コミュニティとは、事業立ち上げと同じくらいさまざまな職能が求められ、非常に複雑化しています。

営業、採用、マーケティング、インフルエンサームーブなど、さまざまな能力を駆使しながら構築していくその実態は、マジックワード的な曖昧な概念で括られがちで、何から手をつけてよいかわからない人も多いと考えています。

私自身も勉強の途中ですが、このブログを通じて、これからコミュニティを始める人々にとって考えるきっかけとなり、また、コミュニティに精通している方々との意見交換の機会となればと考えています。

このブログは今後も更新を重ねていく予定です。私にとって、コミュニティに関連するテーマでブログを書くのはこれが最初で最後だと思うので、もし内容がお役に立ちましたら、ぜひ「いいね」やシェアをお願いします。

【第1部/コミュニティの理解】

(1)コミュニティの重要性

近年コミュニティの力が再認識されさまざまなカテゴリやジャンルで立ち上がっています。理由としては、SNSにおけるデベロッパーとユーザーの対話が難しくなったことが挙げられると考えています。

(ここでいうコミュニティの前提としては。
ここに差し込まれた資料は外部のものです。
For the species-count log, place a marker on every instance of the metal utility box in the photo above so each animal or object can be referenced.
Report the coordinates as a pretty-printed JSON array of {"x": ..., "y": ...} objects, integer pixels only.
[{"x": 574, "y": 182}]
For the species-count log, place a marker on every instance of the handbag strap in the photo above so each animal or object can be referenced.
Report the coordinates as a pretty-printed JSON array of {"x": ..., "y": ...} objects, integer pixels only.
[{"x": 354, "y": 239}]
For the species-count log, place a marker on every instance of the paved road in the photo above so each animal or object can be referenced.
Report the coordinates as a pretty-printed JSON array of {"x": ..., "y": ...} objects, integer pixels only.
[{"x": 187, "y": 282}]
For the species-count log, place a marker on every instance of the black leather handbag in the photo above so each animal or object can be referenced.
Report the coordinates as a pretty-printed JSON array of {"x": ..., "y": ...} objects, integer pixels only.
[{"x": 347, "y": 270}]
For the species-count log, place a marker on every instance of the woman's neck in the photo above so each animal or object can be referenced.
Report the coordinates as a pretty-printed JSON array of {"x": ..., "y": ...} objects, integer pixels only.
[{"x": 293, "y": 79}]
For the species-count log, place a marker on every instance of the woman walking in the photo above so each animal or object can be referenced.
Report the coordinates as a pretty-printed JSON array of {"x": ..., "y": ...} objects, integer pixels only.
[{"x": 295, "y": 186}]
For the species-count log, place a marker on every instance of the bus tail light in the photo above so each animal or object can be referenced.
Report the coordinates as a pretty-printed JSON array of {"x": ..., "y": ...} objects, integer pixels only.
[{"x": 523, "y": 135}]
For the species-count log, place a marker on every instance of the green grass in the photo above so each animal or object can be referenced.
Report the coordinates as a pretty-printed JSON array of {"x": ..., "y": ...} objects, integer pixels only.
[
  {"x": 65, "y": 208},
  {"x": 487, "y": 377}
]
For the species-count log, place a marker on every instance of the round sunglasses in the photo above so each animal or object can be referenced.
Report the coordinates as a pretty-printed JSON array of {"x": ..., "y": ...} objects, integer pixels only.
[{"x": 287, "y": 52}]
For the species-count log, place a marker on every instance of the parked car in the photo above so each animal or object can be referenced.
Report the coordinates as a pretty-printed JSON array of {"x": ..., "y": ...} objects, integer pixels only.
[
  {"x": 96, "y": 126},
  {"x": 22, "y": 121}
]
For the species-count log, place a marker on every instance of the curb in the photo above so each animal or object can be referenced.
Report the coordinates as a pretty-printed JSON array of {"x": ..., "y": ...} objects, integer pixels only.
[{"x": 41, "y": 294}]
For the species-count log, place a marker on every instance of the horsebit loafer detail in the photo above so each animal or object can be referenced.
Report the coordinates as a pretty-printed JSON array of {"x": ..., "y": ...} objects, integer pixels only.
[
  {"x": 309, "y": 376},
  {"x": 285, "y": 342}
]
インターネット/リアルを利用して営利を目的とする個人、企業、団体が立ち上げるようなコミュニティの範囲を考慮します。また、各種SNSのコメント欄やその他のコンテンツにおいて、大なり小なり以下のような問題が散見されると考えています。)

  • 誤情報とデマ: SNS上では誤った情報や根拠のない噂が迅速に広まることがあります。これが社会に対する誤解を招いたり、パニックや不安を引き起こしたりすることがあります。

  • エコーチェンバー効果: ユーザーが自分の意見や信念を強化する情報にのみ曝露される状況を指します。SNSのアルゴリズムがユーザーの過去の行動を基にコンテンツを推薦するため、異なる意見や視点に触れる機会が減少し、極端な意見が強化されることがあります。

  • ハラスメントとトローリング: SNS上での匿名性や偽アカウントを利用した攻撃的な行動や嫌がらせが発生しやすくなります。これにより、特定の個人やグループに対するネガティブな印象が形成されたり、不当な扱いを受けたりすることがあります。

  • ポリコレ(政治的正しさ)の過剰: 社会的な敏感さを考慮して言葉を選ぶことが重要視される一方で、過剰な政治的正しさが自由な表現を抑圧すると感じる人もいます。このため、SNS上での自己検閲や一方的な議論が増えることがあります。

  • アイデンティティの強調: SNSでは、ユーザーが自己のアイデンティティ(人種、性別、政治的立場など)を前面に出すことが多く、それによって極端なグループ分化が生じやすくなります

(2)始める前に確認すべきコミュニティ構築の前提条件

・時間軸:いいコミュニティは長い運営思想のもと成り立ちます。
・運営者の目的とゴールイメージ:コミュニティをプロジェクトとしてやる意義やゴールイメージを持っていることが設計の方針を決めると考えています。
・コミュニティが付随するサービス:どのようなサービス起点でコミュニティを作るかによって設計の方針が変わると考えています。
・組織として使えるリソース:YouTube、ツイッター、テレグラム、ティックトック、ディスコード、フェイスブックなど多様なコミュニティ形成ツールがある中で、最小リソースで最大効果を狙うためのツール選定をするために必要です。

(3)良いコミュニティの特徴

ほぼ理想系でしかないのですが、良いコミュニティは、以下の特性を持つと考えています。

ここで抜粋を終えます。